Sunday, July 24, 2011

Parenthood is a slippery slide

Staring into the void before us, fear overtook my son.

“No, no, NOOOOO!” Evan shrieked, clutching my arms.

“Okay, okay, we’ll go back down the stairs,” I said, pulling him out of the maw of giant tubular sliding board.

“NOOOOO!” he screamed louder, pulling me back toward the void. Nobody ever got into parenthood because they wanted more rationality in their lives.

When I was a kid, sliding boards were sheets of tin that cooked in the summer sun until they got so hot that when they weren’t blistering your rear end, they could be used for smelting iron ore. They also launched you into the ground at about 40mph, so that you could pass the time waiting for your next turn by picking the mulch out of your various orifices.

These days, though, most sliding boards have turned into giant plastic tubes, because we’ve collectively decided that hamsters shouldn’t be having all the fun. The tubular design no longer bakes the backsides of America’s youth, but at least for Evan, the new slides seem to have added an element of sheer terror, a development that I wasn’t aware of until Evan tricked me into bringing him to the entrance of the slide at a nearby playground.

“Slide! Slide! Slide!” he said, and I obliged like the rube that I am, bringing him up the stairs to the little platform.

Before having a baby, I always thought that being a parent would provide the perfect socially acceptable excuse to play with Legos and Transformers again (Megatron and Bumblebee still have some unfinished business from my ninth birthday). I didn’t realize that it also meant I’d have to master using playground equipment as an adult, which would make me feel a little bit like Gulliver stomping around Lilliput, if I understood that reference. On the plus side, monkey bars are much less taxing to navigate when your feet touch the ground.

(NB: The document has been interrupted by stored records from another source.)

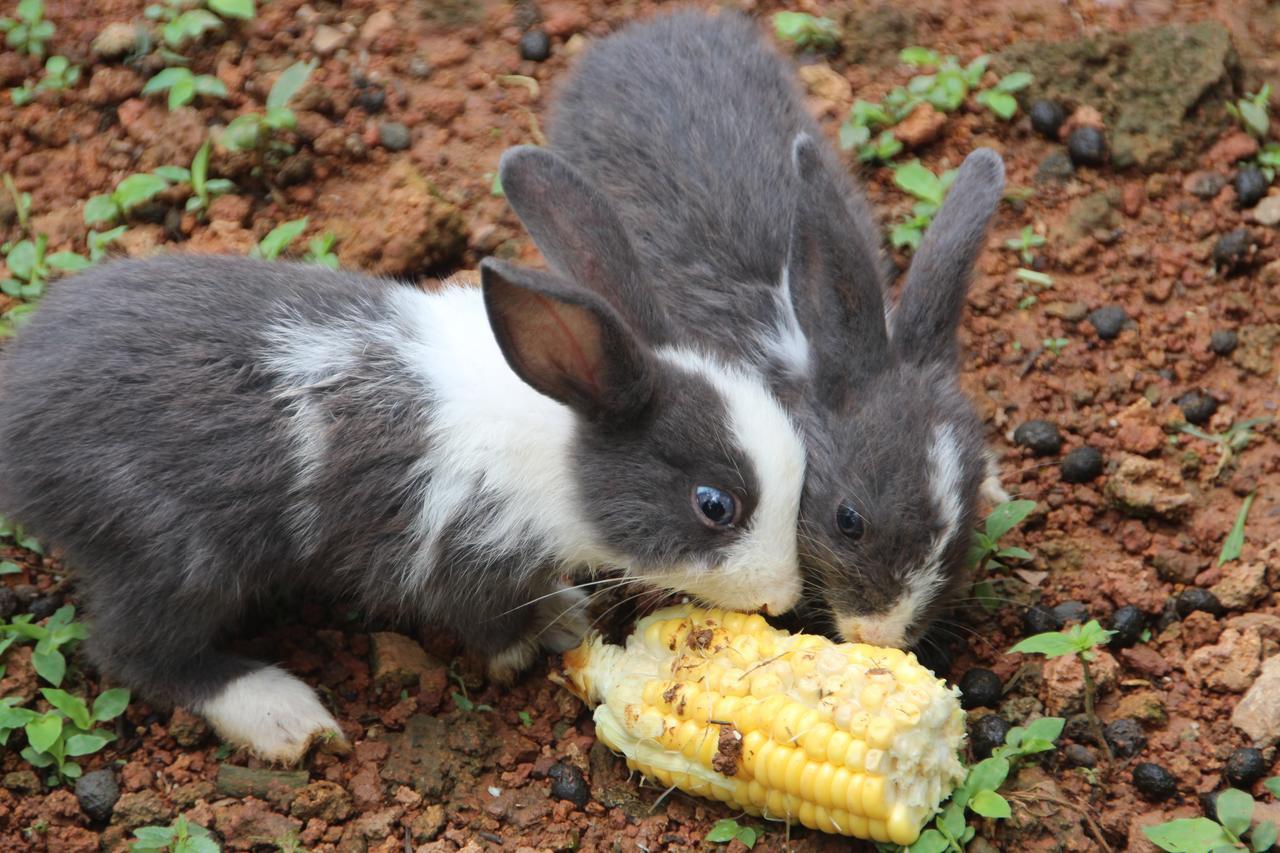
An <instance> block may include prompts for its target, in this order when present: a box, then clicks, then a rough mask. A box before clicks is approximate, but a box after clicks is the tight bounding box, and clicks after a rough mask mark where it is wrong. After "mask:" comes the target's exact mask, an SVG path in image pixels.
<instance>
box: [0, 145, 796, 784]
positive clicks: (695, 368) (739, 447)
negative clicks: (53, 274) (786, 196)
mask: <svg viewBox="0 0 1280 853" xmlns="http://www.w3.org/2000/svg"><path fill="white" fill-rule="evenodd" d="M500 177H502V182H503V186H504V187H506V192H507V196H508V199H509V201H511V204H512V206H513V207H515V210H516V213H517V214H518V215H520V216H521V219H522V222H524V223H525V224H526V227H527V228H529V231H530V233H531V234H532V237H534V240H535V242H536V243H538V246H539V247H540V248H541V251H543V254H544V255H545V257H547V260H548V261H549V264H550V266H552V270H553V272H539V270H534V269H520V268H516V266H511V265H508V264H503V263H499V261H495V260H488V261H485V263H484V264H483V268H481V283H483V287H481V288H474V287H461V286H448V287H444V288H443V289H440V291H438V292H430V293H429V292H424V291H420V289H417V288H415V287H411V286H407V284H402V283H396V282H388V280H378V279H372V278H366V277H361V275H355V274H348V273H333V272H329V270H325V269H323V268H319V266H306V265H296V264H283V263H264V261H251V260H244V259H230V257H198V256H170V257H164V259H156V260H145V261H120V263H111V264H106V265H102V266H100V268H95V269H92V270H90V272H86V273H83V274H81V275H77V277H74V278H73V279H68V280H65V282H60V283H58V284H55V286H54V287H52V288H51V291H50V293H49V296H47V297H46V298H45V301H44V304H42V305H41V307H40V309H38V310H37V311H36V313H35V315H33V318H32V319H31V321H29V323H28V324H27V325H26V327H24V328H23V329H22V330H20V332H19V333H18V336H17V338H15V339H14V341H13V342H12V343H9V346H8V347H6V348H5V352H4V359H3V364H0V512H3V514H4V515H6V516H9V517H13V519H15V520H18V521H20V523H22V524H24V525H26V526H27V528H28V529H29V530H31V532H32V533H33V534H36V535H38V537H40V538H41V539H44V540H46V542H49V543H51V544H54V546H56V547H59V548H60V549H61V551H63V553H64V556H65V560H67V562H68V564H69V565H70V566H72V567H73V569H74V570H76V573H77V574H76V576H77V589H78V592H79V596H81V598H82V601H83V603H84V610H86V613H87V615H88V619H90V621H91V635H90V639H88V647H87V648H88V651H90V654H91V657H92V660H93V661H95V662H96V663H97V665H99V667H100V669H101V670H102V672H104V674H106V675H108V676H110V678H113V679H116V680H118V681H120V683H123V684H124V685H127V686H131V688H134V689H136V690H137V692H138V693H141V694H142V695H143V697H146V698H148V699H152V701H155V702H160V703H179V704H186V706H188V707H191V708H193V710H195V711H197V712H198V713H201V715H204V716H205V717H206V719H209V720H210V721H211V722H212V725H214V726H215V727H216V730H218V731H219V733H220V734H221V735H223V736H224V738H227V739H228V740H230V742H233V743H237V744H243V745H247V747H250V748H251V749H252V751H253V752H255V753H257V754H260V756H262V757H265V758H270V760H279V761H296V760H298V758H300V757H301V756H302V754H303V753H305V752H306V749H307V745H308V743H310V742H311V740H312V739H314V738H315V736H316V735H319V734H321V733H324V731H337V730H338V725H337V722H335V721H334V719H333V717H332V716H330V713H329V711H326V710H325V707H324V706H323V704H321V703H320V701H319V698H317V697H316V695H315V693H314V692H312V690H311V688H308V686H307V685H305V684H303V683H302V681H301V680H298V679H297V678H294V676H293V675H291V674H288V672H285V671H284V670H282V669H279V667H275V666H268V665H265V663H262V662H259V661H252V660H244V658H241V657H236V656H233V654H230V653H228V652H227V651H225V649H224V646H223V643H224V640H225V639H227V638H228V637H229V635H233V634H234V631H237V630H238V629H239V628H241V621H242V617H243V615H244V613H246V611H247V608H248V606H250V605H252V603H253V602H256V601H260V599H262V598H265V597H266V596H268V594H269V593H271V592H273V590H275V589H279V588H287V589H310V590H315V592H317V593H320V594H328V596H333V597H337V598H340V599H343V601H351V602H353V603H356V605H358V606H360V607H362V608H365V610H366V611H369V612H384V613H392V615H398V616H402V617H404V619H406V620H413V621H428V622H433V624H438V625H444V626H448V628H452V629H454V630H456V631H457V633H458V634H460V635H461V637H462V638H463V639H465V642H466V643H467V646H468V647H471V648H472V649H474V651H476V652H479V653H483V654H484V656H486V657H488V658H489V660H490V671H492V674H493V675H494V676H497V678H500V679H509V678H511V676H512V675H515V674H516V672H517V671H518V670H521V669H522V667H525V666H526V665H527V663H529V662H531V660H532V658H534V656H535V653H536V651H538V648H539V647H540V646H541V647H547V648H553V649H563V648H567V647H570V646H572V644H575V643H576V642H577V639H579V637H580V635H581V633H582V631H584V630H585V629H586V625H588V624H586V617H585V612H584V610H585V607H584V596H582V593H581V592H580V590H579V589H575V588H572V587H570V585H568V583H570V581H571V580H572V579H576V578H580V576H582V575H585V574H590V573H594V571H595V570H598V569H613V570H620V571H621V573H623V575H625V576H626V578H628V579H631V580H634V581H637V583H644V584H646V585H650V587H658V588H666V589H673V590H684V592H687V593H691V594H695V596H698V597H699V598H701V599H705V601H708V602H712V603H716V605H719V606H724V607H733V608H741V610H756V608H764V610H767V611H769V612H782V611H786V610H787V608H790V607H791V606H792V605H794V603H795V602H796V601H797V599H799V597H800V593H801V575H800V570H799V560H797V546H796V537H795V528H796V517H797V512H799V502H800V493H801V488H803V478H804V465H805V451H804V446H803V442H801V437H800V433H799V427H797V425H796V424H795V423H794V421H792V419H791V416H790V415H788V414H787V411H785V409H783V407H782V405H781V403H780V402H778V401H777V400H776V398H774V396H773V394H772V393H771V391H769V388H768V386H767V383H765V380H764V379H763V378H762V375H760V374H759V373H754V371H751V370H749V369H748V368H746V366H744V365H735V364H731V362H730V360H727V359H724V357H722V356H721V355H717V352H716V351H713V350H710V348H709V347H699V346H696V342H692V341H689V339H686V338H684V337H682V334H681V327H680V325H678V324H677V323H673V321H671V318H669V316H668V314H667V313H666V311H664V310H663V309H662V305H660V304H659V300H658V298H657V289H655V286H654V284H653V273H652V270H649V269H646V268H645V266H644V265H643V264H641V263H640V255H639V252H636V251H635V250H634V247H632V245H631V241H630V238H628V237H627V234H626V233H625V231H623V228H622V225H621V223H620V222H618V219H617V216H616V215H614V214H613V211H612V207H611V205H609V204H608V202H607V201H605V199H604V197H603V196H602V195H600V193H599V192H596V191H595V190H593V188H591V187H590V186H589V183H588V182H585V181H584V179H582V178H581V177H580V175H579V174H577V173H576V172H575V170H573V169H571V168H570V167H568V165H566V164H564V163H563V161H562V160H561V159H559V158H557V156H556V155H553V154H550V152H547V151H539V150H527V149H526V150H517V151H512V152H508V155H507V156H504V158H503V161H502V165H500Z"/></svg>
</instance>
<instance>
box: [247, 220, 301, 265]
mask: <svg viewBox="0 0 1280 853" xmlns="http://www.w3.org/2000/svg"><path fill="white" fill-rule="evenodd" d="M306 229H307V218H306V216H303V218H302V219H291V220H289V222H285V223H280V224H279V225H276V227H275V228H273V229H271V231H270V233H268V236H266V237H264V238H262V241H261V242H260V243H259V245H257V246H255V247H253V248H252V251H250V254H248V255H250V257H259V259H261V260H276V259H278V257H279V256H280V255H282V254H283V252H284V250H285V248H288V247H289V243H292V242H293V241H294V240H297V238H298V237H301V236H302V232H303V231H306Z"/></svg>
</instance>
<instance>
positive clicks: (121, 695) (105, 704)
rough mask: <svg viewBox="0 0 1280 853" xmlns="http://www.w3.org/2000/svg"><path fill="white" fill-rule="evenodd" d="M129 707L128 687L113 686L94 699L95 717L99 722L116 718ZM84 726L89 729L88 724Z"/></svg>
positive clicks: (128, 695)
mask: <svg viewBox="0 0 1280 853" xmlns="http://www.w3.org/2000/svg"><path fill="white" fill-rule="evenodd" d="M127 707H129V692H128V690H127V689H124V688H111V689H110V690H102V692H101V693H100V694H99V695H97V698H96V699H93V719H95V720H97V721H99V722H106V721H108V720H114V719H115V717H118V716H120V715H122V713H124V710H125V708H127ZM83 727H86V729H87V727H88V726H83Z"/></svg>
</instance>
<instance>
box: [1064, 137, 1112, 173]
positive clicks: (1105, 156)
mask: <svg viewBox="0 0 1280 853" xmlns="http://www.w3.org/2000/svg"><path fill="white" fill-rule="evenodd" d="M1066 152H1068V154H1069V155H1070V158H1071V163H1074V164H1075V165H1078V167H1082V165H1084V167H1100V165H1102V164H1103V163H1106V161H1107V140H1106V137H1105V136H1103V134H1102V131H1100V129H1098V128H1096V127H1078V128H1075V129H1074V131H1071V134H1070V136H1069V137H1066Z"/></svg>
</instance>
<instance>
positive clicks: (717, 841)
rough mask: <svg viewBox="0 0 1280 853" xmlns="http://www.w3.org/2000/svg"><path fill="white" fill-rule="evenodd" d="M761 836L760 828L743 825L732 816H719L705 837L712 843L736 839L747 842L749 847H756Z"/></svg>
mask: <svg viewBox="0 0 1280 853" xmlns="http://www.w3.org/2000/svg"><path fill="white" fill-rule="evenodd" d="M759 838H760V831H759V830H758V829H755V827H751V826H742V825H741V824H739V822H737V821H735V820H733V818H732V817H722V818H719V820H718V821H716V824H714V825H713V826H712V829H710V831H709V833H707V835H705V839H707V840H708V841H710V843H712V844H728V843H730V841H732V840H735V839H736V840H739V841H741V843H742V844H745V845H746V847H748V849H750V848H753V847H755V843H756V841H758V840H759Z"/></svg>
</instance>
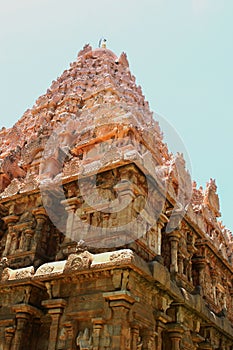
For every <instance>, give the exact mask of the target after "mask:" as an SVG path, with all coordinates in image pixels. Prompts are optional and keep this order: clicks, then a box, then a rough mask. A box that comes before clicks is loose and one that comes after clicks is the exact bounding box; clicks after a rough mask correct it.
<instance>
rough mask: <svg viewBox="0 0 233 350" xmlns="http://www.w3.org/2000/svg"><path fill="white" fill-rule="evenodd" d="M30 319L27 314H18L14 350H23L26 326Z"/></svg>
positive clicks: (18, 313)
mask: <svg viewBox="0 0 233 350" xmlns="http://www.w3.org/2000/svg"><path fill="white" fill-rule="evenodd" d="M29 319H30V315H29V314H28V313H26V312H19V313H17V314H16V320H17V321H16V331H15V338H14V343H13V346H12V350H21V349H22V345H23V344H22V343H23V338H24V336H26V325H27V323H28V320H29Z"/></svg>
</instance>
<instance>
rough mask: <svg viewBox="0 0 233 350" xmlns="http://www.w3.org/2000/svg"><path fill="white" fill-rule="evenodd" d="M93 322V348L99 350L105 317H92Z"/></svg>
mask: <svg viewBox="0 0 233 350" xmlns="http://www.w3.org/2000/svg"><path fill="white" fill-rule="evenodd" d="M92 324H93V332H92V337H93V350H99V346H100V334H101V330H102V328H103V319H102V318H93V319H92Z"/></svg>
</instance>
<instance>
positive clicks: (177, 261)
mask: <svg viewBox="0 0 233 350" xmlns="http://www.w3.org/2000/svg"><path fill="white" fill-rule="evenodd" d="M168 237H169V242H170V245H171V264H170V272H178V242H179V239H180V232H179V231H178V230H175V231H172V232H171V233H170V234H169V236H168Z"/></svg>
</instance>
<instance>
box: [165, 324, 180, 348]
mask: <svg viewBox="0 0 233 350" xmlns="http://www.w3.org/2000/svg"><path fill="white" fill-rule="evenodd" d="M167 331H168V335H169V338H170V340H171V346H172V347H171V350H180V341H181V339H182V335H183V332H184V330H183V328H182V327H181V325H180V324H178V323H169V324H168V325H167Z"/></svg>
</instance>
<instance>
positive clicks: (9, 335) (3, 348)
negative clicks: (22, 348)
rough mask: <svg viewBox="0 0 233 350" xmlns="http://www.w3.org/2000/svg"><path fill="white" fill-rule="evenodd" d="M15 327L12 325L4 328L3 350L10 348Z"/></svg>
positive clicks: (11, 343) (13, 334) (5, 349)
mask: <svg viewBox="0 0 233 350" xmlns="http://www.w3.org/2000/svg"><path fill="white" fill-rule="evenodd" d="M14 333H15V328H14V327H7V328H5V344H4V348H3V350H10V349H11V344H12V339H13V337H14Z"/></svg>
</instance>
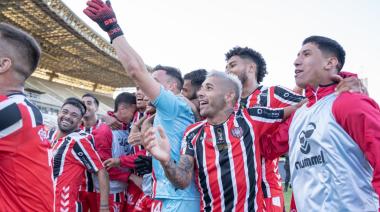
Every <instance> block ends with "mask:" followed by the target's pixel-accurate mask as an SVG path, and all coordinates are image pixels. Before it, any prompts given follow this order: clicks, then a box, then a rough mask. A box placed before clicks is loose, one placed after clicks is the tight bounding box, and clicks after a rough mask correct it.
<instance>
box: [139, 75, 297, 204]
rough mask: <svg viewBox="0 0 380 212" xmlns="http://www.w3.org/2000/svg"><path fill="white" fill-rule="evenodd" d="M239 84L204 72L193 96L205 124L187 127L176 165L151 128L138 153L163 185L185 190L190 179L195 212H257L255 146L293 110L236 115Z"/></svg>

As Evan sat in my lap, staring into the great tube whose twists and turns made it impossible to see beyond the first few feet, he had a change of heart. That’s when the screaming began; a toddler’s changes of heart are rarely quiet.

“Nooooo!” he screamed as he scanned the area for a non-terrifying route down. When he understood my intention to bring him back down the way we came, the screams intensified as he scanned the area for a non-boring route down.

In the end, I decided to follow the advice of the scream-o-meter, which functions like an applause-o-meter, except that the quieter side wins.

“Here we go, buddy,” I said, putting him back in my lap.

If I’d been trying to stuff my child down a laundry chute, it would have sounded exactly the same. His little fingers reached out for the edges of the tube to keep us from moving forward, but he was too late. We were already on our way.

Halfway around the first corner, his screams turned to laughter. By the time we popped out of the tube to see my wife Kara standing there, shaking her head, Evan was squealing with delight.

“That went well,” I said.

Evan agreed. “Slide! Slide! Slide!” he yelled as he ran back to the stairs.

“It sounded like you were torturing him up there,” Kara said.

“Only psychologically. Your turn now,” I said.

Kara brought Evan back up the stairs to the platform as he whispered, “Slide, slide, slide,” to himself.

When they got to the platform and he looked into the abyss, the screaming started again. It says good things about Kara’s maternal instincts that she didn’t enjoy stuffing her screaming child down a giant pipe, but I think Evan probably won’t see that playground again until he can drive there himself.